Él buscaba escorts y se topó con un aviso distinto, casi extraño: bien redactado, ortografía impecable, mezclando frases en español e inglés. Tres fotos en blanco y negro, sensuales, más estéticas que explícitas. No parecían hechas para ese fin, sino prestadas para la ocasión.
Escribió por WhatsApp y acordó una cita. La oferta no llevaba nombre, solo una breve descripción. Otro detalle llamativo: no había anuncios previos en el perfil. La respuesta fue simple: si llegas antes de las 23, en 3 Norte 670; si no, en otro lugar.
A las 22:30 estaba allí. Era un night club. El sitio era amplio, limpio, con buen aroma y una elegante atmósfera en penumbra. La música, instrumental y envolvente. Había una mujer en la caja, otra en la barra, otra atendiendo junto a un joven, y un guardia custodiando una puerta cerrada. En la tarima, dos mujeres hermosas bailaban en caños. El ambiente, lúgubre, aunque bien cuidado. Caro, además.
Se sentó en la barra, pidió un gin y avisó a la barwoman que esperaba a alguien. Ella sonrió: —Soy yo, la del aviso.
Se miraron. Él, con sorpresa. Ella, con naturalidad. Linda, relajada, feliz. Una sonrisa bastó para disolver la tensión. —Termino mi turno a las once. Espérame y vamos a lo otro —le dijo.
Como no había demasiado público, conversaron largo. Ella se presentó: trabajaba allí solo en verano, juntando dinero. Era diseñadora industrial, estudiaba un posgrado en Turín. Lo otro era un ingreso adicional, para completar las lucas.
En el club no bailaba: servía tragos y, a veces, se encargaba de la caja. La dueña, en realidad, era la hija del propietario. Una joven de belleza imponente y mirada dura, compañera suya en la universidad de Viña, que cada verano le ofrecía trabajo. —El sexo me gusta, claro —dijo ella—, pero prefiero separar los trabajos. Aquí, solo el bar. Afuera, el resto.

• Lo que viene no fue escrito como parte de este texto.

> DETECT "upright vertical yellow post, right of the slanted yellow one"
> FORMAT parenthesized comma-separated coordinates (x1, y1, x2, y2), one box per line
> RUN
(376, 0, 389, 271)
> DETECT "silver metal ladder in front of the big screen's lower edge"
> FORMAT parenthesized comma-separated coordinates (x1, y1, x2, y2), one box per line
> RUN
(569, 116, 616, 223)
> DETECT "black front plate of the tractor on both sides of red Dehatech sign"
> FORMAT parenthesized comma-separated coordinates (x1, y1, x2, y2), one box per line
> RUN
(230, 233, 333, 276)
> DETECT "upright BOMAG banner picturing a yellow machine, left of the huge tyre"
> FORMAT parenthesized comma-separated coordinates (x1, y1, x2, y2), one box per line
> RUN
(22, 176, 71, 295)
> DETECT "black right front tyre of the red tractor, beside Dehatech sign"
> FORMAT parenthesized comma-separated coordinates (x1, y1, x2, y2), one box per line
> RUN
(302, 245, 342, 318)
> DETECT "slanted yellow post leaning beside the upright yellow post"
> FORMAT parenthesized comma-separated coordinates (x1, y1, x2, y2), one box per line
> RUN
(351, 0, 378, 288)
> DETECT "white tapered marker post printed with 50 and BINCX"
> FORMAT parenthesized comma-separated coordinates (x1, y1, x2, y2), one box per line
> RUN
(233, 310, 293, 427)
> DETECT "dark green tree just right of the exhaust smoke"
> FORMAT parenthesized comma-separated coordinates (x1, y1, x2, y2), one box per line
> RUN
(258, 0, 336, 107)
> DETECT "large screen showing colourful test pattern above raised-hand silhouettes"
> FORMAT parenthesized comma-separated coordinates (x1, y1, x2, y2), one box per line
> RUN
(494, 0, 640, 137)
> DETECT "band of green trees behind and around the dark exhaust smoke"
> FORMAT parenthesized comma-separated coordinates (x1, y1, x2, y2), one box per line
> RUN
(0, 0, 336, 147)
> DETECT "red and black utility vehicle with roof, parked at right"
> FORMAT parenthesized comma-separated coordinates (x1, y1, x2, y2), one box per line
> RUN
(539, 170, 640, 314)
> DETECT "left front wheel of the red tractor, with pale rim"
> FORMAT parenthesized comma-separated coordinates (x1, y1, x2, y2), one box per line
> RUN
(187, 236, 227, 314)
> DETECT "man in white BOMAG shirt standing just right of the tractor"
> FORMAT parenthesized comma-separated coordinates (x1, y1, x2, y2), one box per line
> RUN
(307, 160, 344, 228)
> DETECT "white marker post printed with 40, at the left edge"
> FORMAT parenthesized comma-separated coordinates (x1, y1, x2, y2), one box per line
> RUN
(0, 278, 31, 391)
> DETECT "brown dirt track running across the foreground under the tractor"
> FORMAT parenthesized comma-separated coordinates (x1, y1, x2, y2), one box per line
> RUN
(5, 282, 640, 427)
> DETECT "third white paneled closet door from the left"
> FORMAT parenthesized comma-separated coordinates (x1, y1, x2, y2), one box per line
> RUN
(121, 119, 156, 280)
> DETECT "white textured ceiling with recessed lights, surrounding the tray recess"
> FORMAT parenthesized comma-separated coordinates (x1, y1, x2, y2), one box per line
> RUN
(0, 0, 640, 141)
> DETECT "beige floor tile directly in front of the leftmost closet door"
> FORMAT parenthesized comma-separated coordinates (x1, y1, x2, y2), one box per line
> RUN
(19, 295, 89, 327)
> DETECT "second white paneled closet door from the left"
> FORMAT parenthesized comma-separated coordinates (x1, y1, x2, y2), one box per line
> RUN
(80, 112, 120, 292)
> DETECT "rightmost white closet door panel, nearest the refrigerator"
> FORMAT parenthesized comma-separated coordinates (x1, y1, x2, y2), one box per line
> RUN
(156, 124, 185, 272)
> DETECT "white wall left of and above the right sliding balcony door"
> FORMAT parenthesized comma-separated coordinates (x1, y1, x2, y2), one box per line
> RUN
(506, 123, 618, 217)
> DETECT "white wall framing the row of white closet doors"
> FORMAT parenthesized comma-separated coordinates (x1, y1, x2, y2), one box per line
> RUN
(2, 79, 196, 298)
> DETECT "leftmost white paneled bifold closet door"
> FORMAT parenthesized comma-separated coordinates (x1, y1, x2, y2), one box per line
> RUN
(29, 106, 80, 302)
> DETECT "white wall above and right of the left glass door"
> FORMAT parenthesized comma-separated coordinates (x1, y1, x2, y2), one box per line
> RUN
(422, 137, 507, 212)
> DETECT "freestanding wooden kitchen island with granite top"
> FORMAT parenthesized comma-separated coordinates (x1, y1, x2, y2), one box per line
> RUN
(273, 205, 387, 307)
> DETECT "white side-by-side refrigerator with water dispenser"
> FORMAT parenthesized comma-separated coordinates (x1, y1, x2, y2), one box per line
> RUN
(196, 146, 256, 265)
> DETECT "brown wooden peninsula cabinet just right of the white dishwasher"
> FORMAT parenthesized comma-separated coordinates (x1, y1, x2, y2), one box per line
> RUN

A las once en punto llegó el relevo. Salieron juntos. —Irónico, ¿no? —dijo él, pensando que, más que cliente y escort, parecían amigos, casi una pareja.
En el auto, ella le habló de su frustración profesional y de la suerte que había tenido al llegar a Europa. Recordó su talento para el diseño: en la enseñanza media había ganado un concurso de diseño deportivo. En la universidad fue la mejor, aunque nunca recibió apoyo para salir del país. —No me dieron becas porque era guapa y maraca —dijo.
Con esfuerzo, logró viajar a Italia en el último semestre. Arrendó una pieza, trabajó de garzona, visitó el Politécnico de Turín y buscó entrevistas. Llegó hasta el director de admisión del programa aeroespacial. Él se enamoró de ella, pero no pudo saltarse el proceso de postulación. Así que estudió, armó un proyecto, tramitó papeles desde Chile y esperó. Como no le alcanzaba el dinero, terminó viviendo en casa del director. Un tipo divorciado, de 46 años, con dos hijos adolescentes. —El mayor me joteó —contó riendo.
Finalmente postuló y fue aceptada. Obtuvo el segundo lugar entre los aspirantes y una beca completa en el doctorado en Ingeniería Aeroespacial: matrícula, manutención, alojamiento, alimentación y transporte. —En Italia no entendían cómo en Chile no vieron mi talento. Es que acá se desperdicia mucho —comentó él. —Somos chaqueteros —respondió ella.
Lo otro terminó siendo una cita memorable. Ella tenía mundo, humor y una actitud especial: no perder ninguna oportunidad. A veces, imprudente, lo reconocía; pero afirmaba que la vida había que aprovecharla entera. —Aunque seas la mujer más noble, si eres linda, con carácter y hablas idiomas, te van a juzgar —decía—. Sobre todo las minas. Los hombres, en general, solo quieren culiar. Y eso, para mí, lo simplifica todo.
Pasaron horas juntos. Por algún motivo, no hubo transacción. Tú entiendes. Eres claro, terapiado, un caballero. Me caíste bien. Me gustaría verte de nuevo —dijo ella, y le dio su teléfono personal—. Soy Antonia, por cierto. —Un gusto, Antonia. Álvaro.